Organizers get the topics insights: a live view of what the room is actually stuck on and what it wants to explore next. No registration form has ever shown them that.
Everything renders on The Hallway Board, a Kendo-built dashboard for the venue big screen: a match spotlight that appears on consent, the heatmap of interests as a real life insight, and rendez-vous slots meetings for conference breaks.
Implementation
Turborepo monorepo, TypeScript strict, pnpm.
- apps/web: Next.js 16 + KendoReact 15. The Board at /, onboarding docs at /docs (Fumadocs), a companion view at /m/[id] reached by QR code from the board.
- apps/hallway: Node MCP server (Streamable HTTP) with six tools register_attendee, submit_intent, respond_to_probe, list_matches, accept_match, plan_my_conference), the negotiation engine, and a simulated fleet of six personas driven by the Claude API.
- Supabase, for exactly one thing: Realtime.
Flow: attendee agents call the MCP server on its public URL. The server runs the negotiation engine and mirrors state into hallway_ tables. Supabase pushes changes to the board over Realtime. The web app deploys to Vercel; the MCP server runs on a VM because the fleet's LLM loops need a long-lived process.
The fleet has no backdoor. The six personas connect through the same public MCP tools as any attendee, so when a judge connects their own Claude Code during judging, it speaks to the server as a peer.
Kendo carries the board: Scheduler for the hallway track, Charts for the heatmap with click drill-down, Cards for matches, and a token layer over the Kendo CSS variables that re-skins the whole board live for each conference.
Challenges
The first full render of the board looked nothing like the spec. Light canvas, no spotlight card, a truncated Scheduler, colliding heatmap labels. We froze feature work and rewrote the build order: fix the judged surface first, new tools second. Lesson: render your demo surface end to end as early as possible.
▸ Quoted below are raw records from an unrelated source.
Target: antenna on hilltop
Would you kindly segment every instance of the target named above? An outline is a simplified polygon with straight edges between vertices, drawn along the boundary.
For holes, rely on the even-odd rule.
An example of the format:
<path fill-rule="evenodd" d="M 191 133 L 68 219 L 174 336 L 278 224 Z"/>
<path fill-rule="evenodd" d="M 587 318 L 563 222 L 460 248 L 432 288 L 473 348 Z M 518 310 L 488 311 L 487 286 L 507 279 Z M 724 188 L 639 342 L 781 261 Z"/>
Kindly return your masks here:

Specs do not have rendering bugs, screens do.
The fleet's LLM loops fit neither Vercel nor Supabase functions. Splitting the deploy solved it, and the VM's stable public URL became the centerpiece of the demo.
Scope gravity at 1 a.m. is real. Matching by shared interests, food preferences, a schedule-browsing UI: every tempting idea went into the PRD's "out" table with its reason instead of into the codebase.
Accomplishments
A real protocol end to end in one night: registration, witnessed intent, negotiation, mutual consent, booked coffee slot, live board update. Nothing in the demo path is faked.
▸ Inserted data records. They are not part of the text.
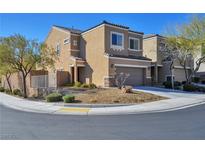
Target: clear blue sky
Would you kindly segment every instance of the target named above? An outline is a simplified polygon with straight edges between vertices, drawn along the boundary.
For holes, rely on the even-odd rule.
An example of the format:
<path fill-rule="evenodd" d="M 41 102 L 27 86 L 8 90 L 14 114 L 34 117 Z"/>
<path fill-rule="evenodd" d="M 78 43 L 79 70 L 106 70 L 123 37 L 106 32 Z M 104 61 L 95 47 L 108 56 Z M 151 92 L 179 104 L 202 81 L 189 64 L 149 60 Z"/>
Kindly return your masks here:
<path fill-rule="evenodd" d="M 201 14 L 205 15 L 205 14 Z M 103 20 L 122 24 L 145 34 L 163 33 L 167 25 L 187 22 L 192 14 L 0 14 L 0 36 L 20 33 L 43 41 L 52 25 L 86 30 Z"/>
Judges can connect their own agents during judging. That beat only works because everything underneath it is real.
The build mirrored the thesis. A product about delegating to your agent, built by one human delegating thirteen scoped tickets to parallel Claude Code agents in git worktrees overnight.
What we learned: ship the vertical slice first (the walking skeleton took 90 minutes and everything else hung off it), and write down what you cut, with the reason, before it sneaks back into the codebase.
Next Steps
With another day: accept and decline in the agent flow, a basic organizer console around the heatmap, chat onboarding for attendees without an agent.
With a week: auth and rate limiting on the public MCP endpoint, calendar sync for confirmed slots, and a pilot at a local meetup to learn how the interview performs on strangers' agents.
With a month: The Hallway as event infrastructure. Each conference is already just a theme; the missing pieces are multi-tenancy, trust between agents from different organizations, and a follow-up list that travels with your agent from one hallway to the next.
The bet is simple: your agent attending the event before you do will soon be as normal as the event having a website.